Going into the file structure, there's a couple directories and images but if you do a 'ls -a' you can see hidden directories. Going into '/media/veracrypt1/.secret/.top' will reveal the following flag:
Quite often, people will ask me where they should start in Hacking. Oh my gosh! There are soooo many topics, subjects, ideas, things to memorize, things to mess with, etc… It is much too difficult to tell someone where to start. Ummmm… I guess I might say you can start with reconnaissance. Or, if stuff in this article doesn’t seem to make sense, you should probably start with a networking basics course. So, first you will want to find out about the other computers around you on a network. There are numerous ways to do this, but in this tutorial I will show you how to use a tool built into BackTrack / Kali that leverages Address Resolution Protocol or ARP to discover live hosts on the network.
As you know, ARP is used to map MAC addresses to IP addresses on an internal network. The router and switches send out broadcast ARP requests to all the MAC addresses on the network asking them to respond with their IP addresses. Each system will then respond with their IP address and the switch or other device will then create a small database that maps the MAC to the IP address, so that it it knows “who is who”.
We can use this same protocol to discover the IP addresses on a corporate, educational, wireless or other network by using Netdiscover. Its a simple tool that simply sends out ARP’s—just like a switch or router would—asking for everyone’s IP address on the network. In this way, we can gather the IP’s we need and then to attack those machines with a MitM attack, Metasploit or other attack.
Before we get started, let’s open Wireshark and look at some normal network traffic. As you can see in the screenshot below, once we open Wireshark and just wait a short while, I begin to send ARP requests. Packets 2113 and 2114 show an ARP exchange. If you look at 2113 and then scan across to the info section to the far right, you can see “who has 192.168.1.1?”. In the following packet, we see the response “192.168.1.1 is at xx:xx:xx:xx:xx:xx”. That is normal ARP traffic.

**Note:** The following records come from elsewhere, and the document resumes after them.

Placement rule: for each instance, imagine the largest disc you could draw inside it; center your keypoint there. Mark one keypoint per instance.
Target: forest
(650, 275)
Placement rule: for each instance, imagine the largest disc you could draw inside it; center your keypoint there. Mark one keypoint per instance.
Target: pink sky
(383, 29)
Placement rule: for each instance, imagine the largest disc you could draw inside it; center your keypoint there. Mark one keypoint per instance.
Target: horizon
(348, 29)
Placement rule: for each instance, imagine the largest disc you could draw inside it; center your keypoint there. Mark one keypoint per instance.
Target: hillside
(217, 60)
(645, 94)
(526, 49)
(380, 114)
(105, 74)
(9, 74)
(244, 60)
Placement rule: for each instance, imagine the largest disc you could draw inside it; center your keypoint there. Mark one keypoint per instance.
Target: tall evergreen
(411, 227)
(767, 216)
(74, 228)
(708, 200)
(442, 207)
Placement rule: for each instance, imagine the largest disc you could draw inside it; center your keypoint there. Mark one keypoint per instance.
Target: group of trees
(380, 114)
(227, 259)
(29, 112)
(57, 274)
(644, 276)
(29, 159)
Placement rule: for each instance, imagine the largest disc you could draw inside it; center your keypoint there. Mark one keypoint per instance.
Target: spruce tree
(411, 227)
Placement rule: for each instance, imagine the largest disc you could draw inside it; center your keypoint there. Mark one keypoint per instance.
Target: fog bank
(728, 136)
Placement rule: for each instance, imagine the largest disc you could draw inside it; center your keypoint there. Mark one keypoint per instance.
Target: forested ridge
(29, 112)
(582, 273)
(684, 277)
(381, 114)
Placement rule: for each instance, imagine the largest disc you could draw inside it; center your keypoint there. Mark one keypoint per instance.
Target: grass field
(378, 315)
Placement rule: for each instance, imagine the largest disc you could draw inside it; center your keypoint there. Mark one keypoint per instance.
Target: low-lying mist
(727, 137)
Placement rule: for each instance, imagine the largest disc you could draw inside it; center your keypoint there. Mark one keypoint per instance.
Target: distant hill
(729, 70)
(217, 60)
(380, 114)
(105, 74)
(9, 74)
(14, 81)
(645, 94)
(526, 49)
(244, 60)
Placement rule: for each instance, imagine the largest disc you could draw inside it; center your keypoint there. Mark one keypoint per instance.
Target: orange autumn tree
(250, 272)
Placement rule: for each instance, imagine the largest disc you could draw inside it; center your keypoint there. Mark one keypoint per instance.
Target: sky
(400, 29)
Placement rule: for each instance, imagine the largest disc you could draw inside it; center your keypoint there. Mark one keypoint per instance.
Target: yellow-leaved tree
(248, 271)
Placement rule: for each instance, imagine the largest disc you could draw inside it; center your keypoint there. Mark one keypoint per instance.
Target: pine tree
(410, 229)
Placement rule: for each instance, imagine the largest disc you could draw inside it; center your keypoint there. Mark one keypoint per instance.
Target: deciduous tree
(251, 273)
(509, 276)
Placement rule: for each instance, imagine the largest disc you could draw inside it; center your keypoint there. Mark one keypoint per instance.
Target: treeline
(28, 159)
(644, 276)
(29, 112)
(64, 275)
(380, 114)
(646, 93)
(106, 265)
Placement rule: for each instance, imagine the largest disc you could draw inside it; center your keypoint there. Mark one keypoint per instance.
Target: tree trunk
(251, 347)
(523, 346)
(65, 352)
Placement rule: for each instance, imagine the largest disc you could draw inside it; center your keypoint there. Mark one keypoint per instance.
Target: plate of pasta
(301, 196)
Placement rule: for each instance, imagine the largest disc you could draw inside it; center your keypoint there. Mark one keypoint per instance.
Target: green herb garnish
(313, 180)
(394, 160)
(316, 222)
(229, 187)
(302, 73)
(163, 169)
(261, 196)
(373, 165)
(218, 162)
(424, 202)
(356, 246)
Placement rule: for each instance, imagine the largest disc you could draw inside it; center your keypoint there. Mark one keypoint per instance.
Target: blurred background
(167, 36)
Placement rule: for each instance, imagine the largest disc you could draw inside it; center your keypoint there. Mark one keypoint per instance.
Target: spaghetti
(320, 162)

We can now create a filter in Wireshark to just look for ARP tarffic by typing “arp” in the filter window at the upper left. Now, all we see is ARP traffic as Wireshark has filtered out everything else.
Now that we see a bit of normal ARP traffic and how it works, let’s fire up BackTrack and abuse the ARP protocol to learn the IP and MAC addresses of everyone on the network.
Step 1: Find Netdiscover
We can find netdiscover by going to either Backtrack or Kali.
In Kali, go to the Kali Linux Menu –> Information Gathering –> Live Host Identification –>Netdiscover
In Backtrack, go to the Backtrack Menu –> Information Gathering –> Network Analysis –> Identify Live Hosts –> Netdiscover.
Step 2: Open Netdiscover
When we click on netdiscover, it opens a screen like that below and displays some basic help. Netdiscover is a relatively simple tool, so there are not a lot of options.
Step 3: Netdiscover Command
To discover the IP’s on an internal network, we will usually want to scan a range of IP addresses. In netdiscover, we can use the -r switch (for range) and then in CIDR notation provide it the network range we want it to scan. In the command below, we are asking netdiscover to find all the live hosts with IP addresses between 192.168.1.1 to 192.168.1.255. We do this by typing;
netdiscover -r 192.168.1.0/24
Netdiscover Mac Os X
Step 4: Activate Netdiscover
Mac Os Download
As soon as we enter the command, netdiscover begins sending out ARP requests over the network and then logging the results on our screen. The process is live and interactive, so that as soon as new machines come on the network they pop up on our screen.
Netdiscover Mac Os High Sierra
Netdiscover is a simple but powerful tool that uses the ARP protocol to discover live network hosts. As long as you are connected to the network and ARP is enabled on the network, you should be able to discover every live host’s IP and MAC address. Once you have those, then you can begin your strategy of exploiting those hosts.